Análisis
Merecer a San Martín
En medio del berenjenal en el que vivimos, quizás sea necesario un ejercicio de introspección para reencontrar con aquellas virtudes que nos hicieron merecedores del la Patria.
Nos observa desde el bronce. Señala el rumbo. Divisa los avatares y las penurias que arrastramos desde hace décadas. Seguramente, su amor por la Patria le permite esperanzarse en un mejor porvenir. No espera mayores reconocimientos. Nunca los persiguió. Demostró con sus actos “su sentido republicano, de palabra inquebrantable, su talento organizador, su condición de amigo entrañable, su respeto a la vida, su atención cordial a los indios y a los negros”, como afirmó el prestigioso intelectual argentino Pedro Luis Barcia.
No se trata de dejarlo solo en el bronce. Mucho menos de vulgarizar su vida. Hacerlo inimitable obstaculiza la reflexión sobre su legado. Degradar el relato a las pequeñeces que, supuestamente, lo “humanizan” no permite adquirir la real dimensión de los valores por los que luchó durante su existencia. Los extremos nunca son puntos de vista adecuados.
Inmersos en la vorágine de una empecinada extensa crisis social, cultural, política y económica que altera los ánimos, se impone la necesidad de alzar la vista y redescubrir el sendero marcado por los grandes hombres de la Patria, entre los que el general José de San Martín ocupa el sitial más elevado, aunque él mismo hubiese resignado ese rol que la historia real –no la surgida en este tiempo dominado por la posverdad- le otorgó.
Reconocer su lucha exige unirse para “batir a los maturrangos que nos amenazan”. Claro que para ello es fundamental deponer “resentimientos particulares” para concluir “nuestra obra con honor”. Un trabajo al que San Martín nos convoca porque no podemos ensordecernos “con las glorias” y tenemos la obligación de “fijar la suerte del país de un modo sólido y tranquilo”.
Es posible que buena parte de los argentinos de hoy, los que atravesamos este agitado período de nuestra historia hayamos, como el Prócer, adquirido “un estoicismo ajeno a mi carácter”. Es que hemos conocido “algún Catón que afirme tener la Patria un derecho de exigir de sus hijos todo género de sacrificios”. Sin embargo, esta exigencia “tiene sus límites: a la Patria se deben sacrificar los intereses y la vida, pero no el honor y los principios”.
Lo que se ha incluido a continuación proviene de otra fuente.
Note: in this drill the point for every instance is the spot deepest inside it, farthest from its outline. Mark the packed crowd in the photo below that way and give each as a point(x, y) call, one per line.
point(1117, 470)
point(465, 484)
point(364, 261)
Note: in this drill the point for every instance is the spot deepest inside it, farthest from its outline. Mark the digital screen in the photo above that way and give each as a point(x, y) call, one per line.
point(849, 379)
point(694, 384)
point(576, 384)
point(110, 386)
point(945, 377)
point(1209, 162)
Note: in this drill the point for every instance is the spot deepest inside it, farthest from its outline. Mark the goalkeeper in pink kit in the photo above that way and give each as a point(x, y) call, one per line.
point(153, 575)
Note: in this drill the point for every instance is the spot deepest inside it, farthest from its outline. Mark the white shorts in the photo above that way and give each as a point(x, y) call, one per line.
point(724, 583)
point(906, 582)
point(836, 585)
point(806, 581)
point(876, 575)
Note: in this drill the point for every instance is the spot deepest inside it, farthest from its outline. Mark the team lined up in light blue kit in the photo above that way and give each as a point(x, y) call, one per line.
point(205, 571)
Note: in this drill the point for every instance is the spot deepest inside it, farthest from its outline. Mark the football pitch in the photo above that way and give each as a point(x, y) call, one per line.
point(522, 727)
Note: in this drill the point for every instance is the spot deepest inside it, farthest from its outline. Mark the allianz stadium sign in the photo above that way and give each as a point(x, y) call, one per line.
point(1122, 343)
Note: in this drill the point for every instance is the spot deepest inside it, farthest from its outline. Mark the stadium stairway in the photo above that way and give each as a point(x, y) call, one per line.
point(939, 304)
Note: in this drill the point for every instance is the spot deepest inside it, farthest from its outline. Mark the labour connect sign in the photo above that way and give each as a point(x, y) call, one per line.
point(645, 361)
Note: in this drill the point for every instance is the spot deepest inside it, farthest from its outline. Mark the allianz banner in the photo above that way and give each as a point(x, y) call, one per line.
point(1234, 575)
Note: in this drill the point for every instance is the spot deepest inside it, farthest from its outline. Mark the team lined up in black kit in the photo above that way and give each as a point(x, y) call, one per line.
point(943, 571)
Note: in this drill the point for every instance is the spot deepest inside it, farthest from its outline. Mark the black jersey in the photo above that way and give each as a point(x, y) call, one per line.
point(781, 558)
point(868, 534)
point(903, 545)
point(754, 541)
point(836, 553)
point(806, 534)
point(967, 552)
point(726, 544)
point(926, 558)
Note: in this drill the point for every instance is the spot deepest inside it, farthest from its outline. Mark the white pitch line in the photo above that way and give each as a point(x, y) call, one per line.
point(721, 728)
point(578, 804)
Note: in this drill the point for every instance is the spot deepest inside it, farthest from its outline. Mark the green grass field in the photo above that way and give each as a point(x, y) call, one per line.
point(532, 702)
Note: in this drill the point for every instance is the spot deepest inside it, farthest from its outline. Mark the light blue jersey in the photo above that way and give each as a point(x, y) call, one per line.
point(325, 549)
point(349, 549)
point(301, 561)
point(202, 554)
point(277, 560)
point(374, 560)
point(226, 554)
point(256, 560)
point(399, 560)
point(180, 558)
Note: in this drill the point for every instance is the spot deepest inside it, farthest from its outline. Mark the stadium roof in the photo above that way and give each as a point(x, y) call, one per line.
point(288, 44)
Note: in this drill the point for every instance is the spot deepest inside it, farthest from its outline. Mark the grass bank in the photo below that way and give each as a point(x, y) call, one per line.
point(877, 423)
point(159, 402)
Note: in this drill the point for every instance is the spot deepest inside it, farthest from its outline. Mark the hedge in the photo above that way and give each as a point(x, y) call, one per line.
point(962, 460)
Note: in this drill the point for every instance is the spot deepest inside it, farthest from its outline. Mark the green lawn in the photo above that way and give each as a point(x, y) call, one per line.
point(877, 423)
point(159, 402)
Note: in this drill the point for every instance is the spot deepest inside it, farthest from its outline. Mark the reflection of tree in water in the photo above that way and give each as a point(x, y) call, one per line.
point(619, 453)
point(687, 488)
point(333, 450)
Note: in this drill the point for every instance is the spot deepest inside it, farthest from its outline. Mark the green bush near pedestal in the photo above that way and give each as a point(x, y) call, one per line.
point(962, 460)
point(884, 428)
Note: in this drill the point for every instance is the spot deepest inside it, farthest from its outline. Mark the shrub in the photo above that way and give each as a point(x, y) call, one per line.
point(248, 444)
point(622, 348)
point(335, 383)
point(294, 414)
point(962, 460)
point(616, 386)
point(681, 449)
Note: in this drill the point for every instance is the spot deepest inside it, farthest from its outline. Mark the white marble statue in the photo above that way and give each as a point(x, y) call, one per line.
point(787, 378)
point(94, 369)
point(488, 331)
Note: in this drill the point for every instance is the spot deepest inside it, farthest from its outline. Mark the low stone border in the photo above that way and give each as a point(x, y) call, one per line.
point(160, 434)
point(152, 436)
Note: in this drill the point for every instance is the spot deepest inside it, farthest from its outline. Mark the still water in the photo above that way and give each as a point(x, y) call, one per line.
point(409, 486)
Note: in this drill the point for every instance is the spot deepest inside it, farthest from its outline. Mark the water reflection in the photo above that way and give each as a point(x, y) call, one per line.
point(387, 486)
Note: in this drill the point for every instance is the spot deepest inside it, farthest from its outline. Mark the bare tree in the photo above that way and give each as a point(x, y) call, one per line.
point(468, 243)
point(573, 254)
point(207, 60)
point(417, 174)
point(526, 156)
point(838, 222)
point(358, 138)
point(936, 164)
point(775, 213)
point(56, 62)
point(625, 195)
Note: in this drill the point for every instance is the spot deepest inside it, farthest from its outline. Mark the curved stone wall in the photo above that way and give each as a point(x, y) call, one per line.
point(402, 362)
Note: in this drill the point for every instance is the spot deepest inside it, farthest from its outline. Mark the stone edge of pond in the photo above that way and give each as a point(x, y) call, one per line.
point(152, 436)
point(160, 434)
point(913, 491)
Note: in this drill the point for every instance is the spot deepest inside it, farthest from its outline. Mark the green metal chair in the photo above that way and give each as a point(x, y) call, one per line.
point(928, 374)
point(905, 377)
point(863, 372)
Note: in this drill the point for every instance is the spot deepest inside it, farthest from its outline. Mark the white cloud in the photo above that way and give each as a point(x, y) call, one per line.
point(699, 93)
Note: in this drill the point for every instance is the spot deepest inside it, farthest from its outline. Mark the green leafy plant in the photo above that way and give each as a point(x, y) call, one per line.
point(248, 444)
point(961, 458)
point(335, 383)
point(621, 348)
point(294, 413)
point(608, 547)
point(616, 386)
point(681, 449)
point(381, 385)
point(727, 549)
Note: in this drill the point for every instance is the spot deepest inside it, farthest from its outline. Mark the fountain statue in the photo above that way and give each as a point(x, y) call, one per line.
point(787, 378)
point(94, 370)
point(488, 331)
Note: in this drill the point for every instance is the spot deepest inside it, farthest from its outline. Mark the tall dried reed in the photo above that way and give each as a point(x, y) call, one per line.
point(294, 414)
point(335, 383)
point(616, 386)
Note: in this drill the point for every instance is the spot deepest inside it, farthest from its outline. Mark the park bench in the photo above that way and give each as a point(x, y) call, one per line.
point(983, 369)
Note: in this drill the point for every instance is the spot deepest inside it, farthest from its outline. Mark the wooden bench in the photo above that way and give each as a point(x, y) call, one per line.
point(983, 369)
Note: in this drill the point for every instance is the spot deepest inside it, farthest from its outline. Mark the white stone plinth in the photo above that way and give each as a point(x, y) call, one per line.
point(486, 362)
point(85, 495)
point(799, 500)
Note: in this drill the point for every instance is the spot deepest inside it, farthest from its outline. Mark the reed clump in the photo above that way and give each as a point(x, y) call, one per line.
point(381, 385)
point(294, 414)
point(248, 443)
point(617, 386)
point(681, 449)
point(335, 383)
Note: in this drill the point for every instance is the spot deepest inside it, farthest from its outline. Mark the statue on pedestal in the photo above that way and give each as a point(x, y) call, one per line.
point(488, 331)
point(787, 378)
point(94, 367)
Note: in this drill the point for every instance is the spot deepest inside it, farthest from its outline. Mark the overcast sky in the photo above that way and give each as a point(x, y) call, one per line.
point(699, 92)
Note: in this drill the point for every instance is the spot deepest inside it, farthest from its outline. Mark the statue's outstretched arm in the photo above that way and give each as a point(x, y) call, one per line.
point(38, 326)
Quizás sea una quimera en la actualidad, pero “es necesario tener toda la filosofía de un Séneca, o la imprudencia de un malvado, para ser indiferente a la calumnia”. Más aún, es difícil admitir hoy una reflexión que le quite importancia “pues si no soy árbitro de olvidar las injurias porque pende de mi memoria, a lo menos he aprendido a perdonar”. Finalmente, ¿habrá alguna receta para curar la soberbia, esa “discapacidad que suele afectar a pobres infelices mortales que se encuentran de golpe con una miserable cuota de poder”?
Lo entrecomillado en los párrafos anteriores son frases escritas por San Martín en cartas dirigidas a Tomás Guido, Estanislao López y Tomás Godoy Cruz. Pueden constituir el cimiento del camino inverso al que la Argentina recorre desde hace tiempo. Claro que, para lograrlo, no alcanza con destacar sus virtudes, difundir su legado, reconocer su ejemplo y recordar sus enseñanzas cada 17 de agosto. En medio del berenjenal en el que vivimos, quizás sea necesario un ejercicio de introspección para reencontrar con aquellas virtudes que nos hicieron merecedores de San Martín como Padre de la Patria.